Strategic Shift in Electrification Portfolio

The write-down reflects a deliberate strategic repositioning aimed at eliminating projects unlikely to deliver sustainable returns. According to CEO Mathias Miedreich, the company chose to discontinue certain electrification programs due to slower market adoption of electric vehicles, which would have prevented these projects from achieving required profitability thresholds. This move is intended to streamline the product portfolio and focus resources on viable long-term opportunities.

Restructuring and Workforce Optimization

The restructuring initiative extends beyond product strategy to organizational realignment. The company reduced its global workforce to 153,153 employees by the end of 2025, down from over 161,000 the previous year. In Germany, headcount declined to approximately 49,210. These reductions were implemented through voluntary measures such as attrition, severance agreements, and partial retirement schemes, minimizing social disruption while improving operational efficiency.
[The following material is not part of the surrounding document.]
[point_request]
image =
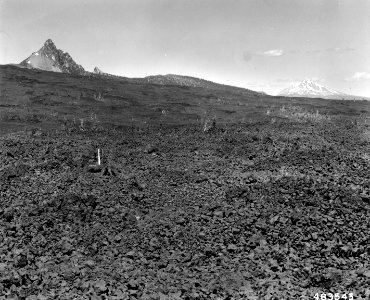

Portfolio Realignment and ADAS Divestment

A key element of the transformation is the planned sale of the passenger car ADAS business to Harman Inc. for an enterprise value of €1.5 billion. The transaction, expected to close in the second half of 2026 subject to approvals, will allow the company to sharpen its strategic focus. Notably, advanced driver assistance capabilities will continue within its commercial vehicle operations, ensuring continuity in critical technology areas.

Investment Strategy and Capital Allocation

Research and development spending remained robust at €3.3 billion, accounting for 8.6 percent of total sales, maintaining its position among Europe’s leading corporate investors in innovation. At the same time, capital expenditure was reduced to €1.8 billion from €2.3 billion, reflecting a more disciplined investment approach aligned with restructuring priorities. This balance between innovation and cost control highlights a measured strategy toward future mobility technologies.

Financing and 2026 Outlook

In early 2026, the company strengthened its financial position by issuing a €1 billion bond with a six-year maturity and a 5.5 percent coupon. Strong investor demand, with subscriptions significantly exceeding supply, demonstrated confidence in the company’s restructuring roadmap. Looking ahead, the company expects stable sales exceeding €38 billion in 2026, with an adjusted EBIT margin between 4.0 and 5.0 percent and free cash flow above €1 billion, indicating steady performance despite ongoing market uncertainties.

The company continues to advocate for regulatory flexibility in Europe, particularly regarding fleet emission norms and hybrid vehicle integration, to support a balanced transition toward electrification while safeguarding industrial competitiveness and employment stability.